In the applied work, Adams and his colleagues are exploring yet another hyperthermophile microbe that also produces hydrogen gas, Caldicellulosiruptor bescii, but in this case he is using it to break down plant biomass and generate other fuels as well as industrial chemicals, rather than hydrogen. The goal of this research is to develop sustainable plant-based fuels or chemicals to supplement and eventually replace petroleum-based chemicals and fuels.
Some non-food plants—switchgrass and poplar trees—are excellent candidates for sustainable biofuel and chemicals production. Switchgrass, for instance, is a perennial grass native to North America grown on marginal farmlands with minimal need for agricultural chemicals. But switchgrass and poplar are very tough and are typically broken down using high-temperatures and harsh, expensive chemicals.

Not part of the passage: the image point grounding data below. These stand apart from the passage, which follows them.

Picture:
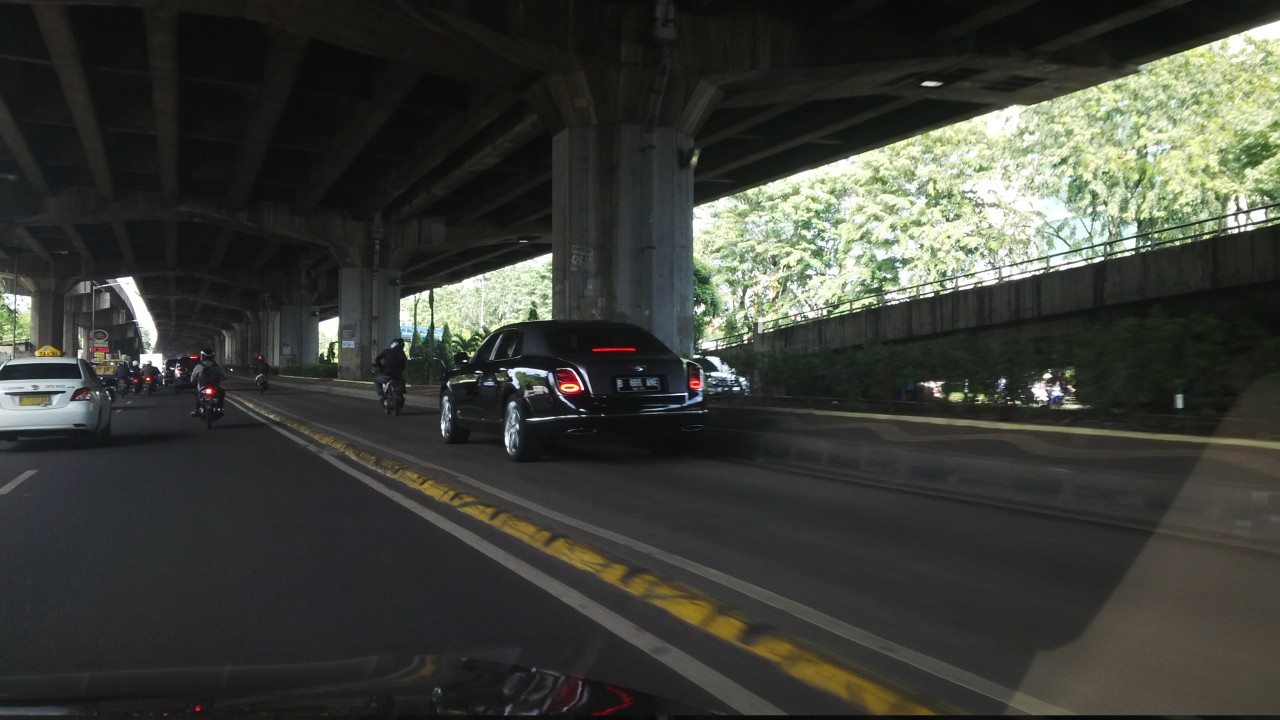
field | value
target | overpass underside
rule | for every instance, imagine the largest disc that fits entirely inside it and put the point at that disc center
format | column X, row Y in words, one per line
column 257, row 167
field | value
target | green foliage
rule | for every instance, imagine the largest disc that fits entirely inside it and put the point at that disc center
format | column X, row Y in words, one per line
column 490, row 300
column 1184, row 139
column 8, row 317
column 1132, row 364
column 707, row 300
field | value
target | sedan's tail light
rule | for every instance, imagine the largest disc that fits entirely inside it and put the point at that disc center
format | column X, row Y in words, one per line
column 695, row 378
column 567, row 381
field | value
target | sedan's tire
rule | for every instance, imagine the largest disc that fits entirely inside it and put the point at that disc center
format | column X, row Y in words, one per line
column 517, row 440
column 449, row 429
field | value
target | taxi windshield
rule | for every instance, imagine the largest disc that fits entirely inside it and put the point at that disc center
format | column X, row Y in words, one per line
column 40, row 372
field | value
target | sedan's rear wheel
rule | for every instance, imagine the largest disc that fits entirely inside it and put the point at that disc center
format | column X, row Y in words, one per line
column 521, row 445
column 449, row 429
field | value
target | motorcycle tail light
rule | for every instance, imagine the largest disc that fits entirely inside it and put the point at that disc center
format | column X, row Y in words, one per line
column 567, row 381
column 695, row 378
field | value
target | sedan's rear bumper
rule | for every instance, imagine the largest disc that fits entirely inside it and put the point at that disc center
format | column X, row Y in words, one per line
column 621, row 423
column 81, row 417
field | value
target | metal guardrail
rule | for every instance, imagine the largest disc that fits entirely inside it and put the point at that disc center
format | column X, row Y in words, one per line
column 1063, row 260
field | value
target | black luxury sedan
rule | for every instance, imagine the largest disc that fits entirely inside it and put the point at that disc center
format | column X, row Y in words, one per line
column 538, row 379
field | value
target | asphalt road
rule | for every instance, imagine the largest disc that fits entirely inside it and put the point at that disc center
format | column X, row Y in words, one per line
column 182, row 546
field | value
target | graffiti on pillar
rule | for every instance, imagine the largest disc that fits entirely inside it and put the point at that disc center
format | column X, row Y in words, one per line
column 583, row 259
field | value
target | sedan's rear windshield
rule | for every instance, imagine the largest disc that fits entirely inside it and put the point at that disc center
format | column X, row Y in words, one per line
column 603, row 340
column 40, row 372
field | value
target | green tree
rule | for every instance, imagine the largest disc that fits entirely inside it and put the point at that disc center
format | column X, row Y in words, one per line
column 707, row 300
column 1153, row 149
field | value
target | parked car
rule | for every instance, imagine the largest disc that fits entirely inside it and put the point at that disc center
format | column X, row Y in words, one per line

Adams and his colleagues were looking for alternatives to that process. They found a potential solution in the hyperthermophile C. bescii, which they discovered grows well on the natural untreated biomass of switchgrass and poplar. In its purified form, C. bescii efficiently breaks down the unprocessed plants and can be engineered to use the plant sugars and convert them to fuels and chemicals.
“This microbe can utilize all of the types of sugars in these plants, which are mainly cellulose and hemicellulose,” says Adams. “Although several microorganisms can utilize cellulose, it is rare for a microbe to also use the hemicellulose.”
In a recent study published in Nature, Adams and colleagues showed that C. bescii genetically engineered by his group had almost completely broken down a genetically engineered form of poplar to make ethanol, a fuel that is a gasoline additive.
“The microbe only used about 20% of the sugars in ‘normal’ poplar to produce ethanol, but more than 90% in the new plant strains,” says Adams.
The research was conducted in collaboration with plant biologists and biochemical engineers at North Carolina State University and funded by the U.S. Department of Energy.
This new study could point the way to local and sustainable biofuels and chemical production.
“I think someday we’ll see instances of local farmers growing new transgenic strains of poplar or switchgrass, which would be harvested and put into a local plant biomass mill with a genetically engineered microbe and processed to yield a fuel or an industrial chemical,” he says. “This is a promising direction for producing renewable, plant-based chemicals or fuels to replace non-renewable petroleum-based chemicals and fuels. Fossils fuels are a finite resource, and before they run out in the coming decades, we must develop a sustainable fuel and chemical supply.”